(Reuters) -CVS Health Corp on Wednesday raised its annual profit forecast after topping quarterly estimates on strong performance at its health insurance and pharmacy benefit management businesses.

CVS’ health insurance business as well as peers Elevance Health and UnitedHealth have benefited from a slow recovery in elective procedures and a fall in COVID cases that has kept costs in check.

The insurance business’ medical benefit ratio, or spending on claims against premiums earned, was 83.5%, compared with 85.8% a year earlier when COVID cases had surged due to the Delta wave.

Revenue from the insurance and pharmacy benefit management businesses rose around 10% each, while retail and pharmacy sales gained about 7%.

Pharmacy benefits managers serve as intermediaries among drug manufacturers, health insurers and pharmacies, and help negotiate prescription drug prices.

The company forecast sales of over-the-counter COVID-19 test kits to exceed 65 million units in 2022, and said it expects to administer 28 million vaccinations, with about 70% of that target already achieved through the third quarter.

It now expects 2022 adjusted earnings per share between $8.55 and $8.65, compared with $8.40 to $8.60 forecast earlier.

Excluding some one-off items, CVS Health reported a profit of $2.09 per share, compared with analysts’ average estimate of $1.99 per share.

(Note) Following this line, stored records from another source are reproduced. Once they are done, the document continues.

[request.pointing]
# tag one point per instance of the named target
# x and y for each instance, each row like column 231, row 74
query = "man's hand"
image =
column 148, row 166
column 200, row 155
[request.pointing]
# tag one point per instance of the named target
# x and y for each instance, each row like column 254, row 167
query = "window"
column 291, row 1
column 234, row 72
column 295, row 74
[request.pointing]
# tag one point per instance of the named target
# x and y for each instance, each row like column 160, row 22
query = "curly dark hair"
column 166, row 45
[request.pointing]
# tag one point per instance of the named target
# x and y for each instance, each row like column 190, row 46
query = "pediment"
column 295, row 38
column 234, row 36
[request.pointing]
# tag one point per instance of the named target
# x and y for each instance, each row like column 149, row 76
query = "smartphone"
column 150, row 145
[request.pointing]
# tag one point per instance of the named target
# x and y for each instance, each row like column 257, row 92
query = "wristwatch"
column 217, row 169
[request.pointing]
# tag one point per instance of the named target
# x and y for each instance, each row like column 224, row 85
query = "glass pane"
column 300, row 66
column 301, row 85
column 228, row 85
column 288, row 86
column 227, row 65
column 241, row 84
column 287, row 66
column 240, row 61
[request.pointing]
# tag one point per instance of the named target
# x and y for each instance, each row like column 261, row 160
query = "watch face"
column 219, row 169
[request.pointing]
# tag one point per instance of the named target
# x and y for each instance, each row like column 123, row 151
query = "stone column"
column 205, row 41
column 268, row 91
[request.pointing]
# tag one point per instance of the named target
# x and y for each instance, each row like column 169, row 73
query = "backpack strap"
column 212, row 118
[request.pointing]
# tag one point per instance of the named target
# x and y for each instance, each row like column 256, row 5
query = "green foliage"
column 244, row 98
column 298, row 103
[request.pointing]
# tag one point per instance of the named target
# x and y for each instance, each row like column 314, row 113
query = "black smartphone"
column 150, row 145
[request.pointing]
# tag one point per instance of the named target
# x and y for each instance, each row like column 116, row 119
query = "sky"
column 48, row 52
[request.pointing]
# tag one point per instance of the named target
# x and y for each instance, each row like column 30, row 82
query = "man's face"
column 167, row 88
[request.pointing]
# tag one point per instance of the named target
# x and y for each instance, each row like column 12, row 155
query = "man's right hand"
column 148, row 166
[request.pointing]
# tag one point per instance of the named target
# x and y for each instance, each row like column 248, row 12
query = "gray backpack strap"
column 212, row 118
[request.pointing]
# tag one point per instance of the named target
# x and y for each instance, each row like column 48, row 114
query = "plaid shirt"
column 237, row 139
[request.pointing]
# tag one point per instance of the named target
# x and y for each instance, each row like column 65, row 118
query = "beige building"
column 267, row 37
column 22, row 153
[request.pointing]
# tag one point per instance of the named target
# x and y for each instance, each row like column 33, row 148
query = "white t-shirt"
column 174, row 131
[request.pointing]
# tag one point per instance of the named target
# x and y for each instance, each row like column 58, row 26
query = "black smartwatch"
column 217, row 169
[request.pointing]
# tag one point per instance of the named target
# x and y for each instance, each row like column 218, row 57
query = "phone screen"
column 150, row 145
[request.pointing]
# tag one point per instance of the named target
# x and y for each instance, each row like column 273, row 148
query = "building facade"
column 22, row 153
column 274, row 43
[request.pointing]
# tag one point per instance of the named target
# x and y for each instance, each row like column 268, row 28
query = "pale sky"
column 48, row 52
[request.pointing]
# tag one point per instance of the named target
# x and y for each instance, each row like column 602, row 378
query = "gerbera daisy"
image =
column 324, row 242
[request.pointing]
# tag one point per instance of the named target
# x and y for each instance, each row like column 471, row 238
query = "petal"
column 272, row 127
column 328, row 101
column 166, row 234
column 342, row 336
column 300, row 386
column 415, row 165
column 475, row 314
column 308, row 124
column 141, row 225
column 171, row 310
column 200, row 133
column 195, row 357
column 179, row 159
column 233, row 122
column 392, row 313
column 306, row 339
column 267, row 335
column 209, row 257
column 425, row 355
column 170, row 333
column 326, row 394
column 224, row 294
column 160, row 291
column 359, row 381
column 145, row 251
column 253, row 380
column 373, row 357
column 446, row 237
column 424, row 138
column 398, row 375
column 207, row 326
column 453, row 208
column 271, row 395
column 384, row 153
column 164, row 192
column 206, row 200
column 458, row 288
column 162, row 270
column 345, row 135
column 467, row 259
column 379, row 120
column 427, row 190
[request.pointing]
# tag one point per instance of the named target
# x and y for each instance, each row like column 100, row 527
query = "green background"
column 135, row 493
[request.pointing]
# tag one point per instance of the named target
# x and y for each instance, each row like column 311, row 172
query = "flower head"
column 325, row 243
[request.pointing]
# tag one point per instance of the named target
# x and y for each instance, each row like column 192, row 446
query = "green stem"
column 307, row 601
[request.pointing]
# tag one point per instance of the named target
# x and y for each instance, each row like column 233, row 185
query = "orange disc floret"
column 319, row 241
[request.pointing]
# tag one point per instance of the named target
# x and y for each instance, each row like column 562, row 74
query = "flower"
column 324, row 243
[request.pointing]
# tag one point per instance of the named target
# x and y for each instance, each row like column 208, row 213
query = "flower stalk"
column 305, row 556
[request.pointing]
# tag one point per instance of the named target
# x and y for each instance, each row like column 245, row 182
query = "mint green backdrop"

In the third quarter, the company also recorded a pre-tax charge of $5.2 billion related to the estimated liability for opioid-related claims settlement. The proposed settlement calls for CVS to pay the amount over 10 years.

Including the charge, it reported a net loss of $3.42 billion, or $2.60 per share, compared to a profit of $1.60 billion, or $1.20 per share, a year earlier.

It removes an “overhang” on CVS and is lower than investor expectations, Evercore ISI analyst Elizabeth Anderson said in a note.

Shares in the company were up 1% in premarket trade.